A good expressway connects Santa Marta in the east via Barranquilla with Cartagena. Since the completion of the Trans-Caribbean Expressway, it only takes 5 hours to get from Barranquilla to Venezuela. North-east of Santa Marta on the Guajira peninsula, except during the rainy season i General passable. The coastal cities and other inland cities are connected to the capital by highways, but these are often in poor condition. Travelers are advised not to travel to rural areas because of guerrilla and paramilitary groups.

Bus: The best bus routes are said to be Flota Magdalena (Internet:, Expresso Boliviano (Internet: andExpresso Palmita (Internet: However, due to the great distances involved, the plane is the best mode of transport.

Rental cars:
International companies have branches. Driving in cities is not recommended.

International driver’s license is recommended.

Traveling in the city

The urban transport network in Bogotá includes trolleybuses, buses (TransMilenio; Internet: and minibuses as well as a rack railway. There is a single fare. Shared taxis (Buseta or Colectivo) are inexpensive connections to surrounding cities and the airport. Green / beige colored tourist taxis are waiting in front of hotels, which are a bit more expensive than normal taxis. One should use the telephone service to order a taxi and insist that the meter be turned on. For taxis without a meter, the fare should be agreed in advance.

On the go by train

There are hardly any passenger trains.

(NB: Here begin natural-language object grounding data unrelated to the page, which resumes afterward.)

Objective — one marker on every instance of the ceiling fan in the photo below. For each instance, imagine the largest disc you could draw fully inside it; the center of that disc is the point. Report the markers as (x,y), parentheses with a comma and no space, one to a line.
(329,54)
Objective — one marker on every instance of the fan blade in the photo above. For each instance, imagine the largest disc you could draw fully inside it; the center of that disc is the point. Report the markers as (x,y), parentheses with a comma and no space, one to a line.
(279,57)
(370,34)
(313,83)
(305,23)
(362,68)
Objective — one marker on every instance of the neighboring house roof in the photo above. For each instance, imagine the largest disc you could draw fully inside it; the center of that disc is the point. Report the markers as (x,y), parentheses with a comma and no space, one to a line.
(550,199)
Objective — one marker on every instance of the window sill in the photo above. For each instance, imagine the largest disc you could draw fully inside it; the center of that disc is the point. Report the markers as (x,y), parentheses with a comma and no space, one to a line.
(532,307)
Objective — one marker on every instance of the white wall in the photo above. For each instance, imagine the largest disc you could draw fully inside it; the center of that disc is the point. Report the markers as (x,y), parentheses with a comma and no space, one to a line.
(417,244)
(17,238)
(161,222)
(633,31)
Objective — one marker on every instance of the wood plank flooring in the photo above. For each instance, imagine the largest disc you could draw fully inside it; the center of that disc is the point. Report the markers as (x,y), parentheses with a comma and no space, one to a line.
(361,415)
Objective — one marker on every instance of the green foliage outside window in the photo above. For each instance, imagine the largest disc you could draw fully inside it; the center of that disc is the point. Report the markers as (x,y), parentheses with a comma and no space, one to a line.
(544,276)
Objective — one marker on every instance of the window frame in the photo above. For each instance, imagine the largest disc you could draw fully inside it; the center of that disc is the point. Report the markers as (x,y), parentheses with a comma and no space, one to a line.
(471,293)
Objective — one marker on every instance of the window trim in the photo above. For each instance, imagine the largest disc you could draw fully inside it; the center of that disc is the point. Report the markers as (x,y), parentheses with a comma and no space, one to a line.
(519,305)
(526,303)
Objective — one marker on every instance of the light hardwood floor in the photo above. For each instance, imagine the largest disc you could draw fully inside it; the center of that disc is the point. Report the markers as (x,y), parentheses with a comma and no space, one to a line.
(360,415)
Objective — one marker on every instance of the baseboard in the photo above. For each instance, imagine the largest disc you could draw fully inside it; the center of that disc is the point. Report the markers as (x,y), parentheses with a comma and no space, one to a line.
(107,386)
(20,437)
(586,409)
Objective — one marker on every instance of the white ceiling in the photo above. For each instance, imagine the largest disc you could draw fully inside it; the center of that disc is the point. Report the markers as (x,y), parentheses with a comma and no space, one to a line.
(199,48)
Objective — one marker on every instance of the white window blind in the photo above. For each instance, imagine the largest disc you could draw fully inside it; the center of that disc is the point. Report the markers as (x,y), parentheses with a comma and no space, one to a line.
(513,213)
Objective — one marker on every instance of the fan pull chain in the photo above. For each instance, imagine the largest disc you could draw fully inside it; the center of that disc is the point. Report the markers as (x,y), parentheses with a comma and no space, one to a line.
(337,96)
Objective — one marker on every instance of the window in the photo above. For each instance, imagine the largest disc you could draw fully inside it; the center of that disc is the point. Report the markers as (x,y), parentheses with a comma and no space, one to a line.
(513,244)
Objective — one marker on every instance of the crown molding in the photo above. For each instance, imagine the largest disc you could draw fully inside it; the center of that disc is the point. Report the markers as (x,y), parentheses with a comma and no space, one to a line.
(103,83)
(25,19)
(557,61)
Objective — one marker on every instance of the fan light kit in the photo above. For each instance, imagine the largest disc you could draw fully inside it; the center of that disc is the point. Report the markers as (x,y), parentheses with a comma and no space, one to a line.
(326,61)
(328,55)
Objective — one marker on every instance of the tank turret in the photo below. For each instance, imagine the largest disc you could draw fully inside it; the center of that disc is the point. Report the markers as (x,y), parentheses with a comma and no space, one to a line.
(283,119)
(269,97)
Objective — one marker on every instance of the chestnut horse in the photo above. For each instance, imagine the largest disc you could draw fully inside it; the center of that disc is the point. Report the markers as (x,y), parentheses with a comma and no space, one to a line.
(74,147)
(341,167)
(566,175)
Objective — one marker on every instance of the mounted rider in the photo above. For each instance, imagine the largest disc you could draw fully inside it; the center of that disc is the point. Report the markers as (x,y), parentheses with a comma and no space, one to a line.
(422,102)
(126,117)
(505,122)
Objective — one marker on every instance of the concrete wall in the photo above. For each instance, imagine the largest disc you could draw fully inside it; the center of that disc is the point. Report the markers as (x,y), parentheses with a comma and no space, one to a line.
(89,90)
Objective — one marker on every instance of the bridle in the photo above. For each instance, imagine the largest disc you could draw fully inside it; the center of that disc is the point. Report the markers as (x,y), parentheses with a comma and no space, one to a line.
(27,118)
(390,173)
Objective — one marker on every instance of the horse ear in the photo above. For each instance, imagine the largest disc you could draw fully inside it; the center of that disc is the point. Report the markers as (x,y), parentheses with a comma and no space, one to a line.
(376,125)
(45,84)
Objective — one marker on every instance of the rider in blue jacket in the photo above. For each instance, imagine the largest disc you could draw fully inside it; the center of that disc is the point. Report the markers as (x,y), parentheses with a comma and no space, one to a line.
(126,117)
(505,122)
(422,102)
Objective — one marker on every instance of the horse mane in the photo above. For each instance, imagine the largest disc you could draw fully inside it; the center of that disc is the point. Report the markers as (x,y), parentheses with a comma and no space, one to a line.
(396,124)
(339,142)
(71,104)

The main route is between Bogotá and Santa Marta on the Caribbean coast, east of Barranquilla. Because of the great distances, it is recommended to use the plane.
The Turistren is a historic train with a steam locomotive that transports tourists from Bogotá to Zipaquirá and Cajicá (Internet:

On the way by ship

Ferry connections from Mulle de Pegasos to the San André and Providencia Islands. The journey is cheap but takes 72 hours. More information about ferry connections to San Andrés Island from Maritima San Andrés. Boats go from the island to Johnny Cay and the aquarium.

The Río Magdalena is Colombia’s main artery, and some cargo ships also carry passengers. However, this type of travel is very time consuming. Boats can be rented for certain routes. Paddle steamers can also be rented, but they can be very expensive. From Leticia on the Peruvian border you can book sightseeing tours and excursions into the jungle on the Amazon. It is best to get information on site. (More information under Vacation Places & Excursions).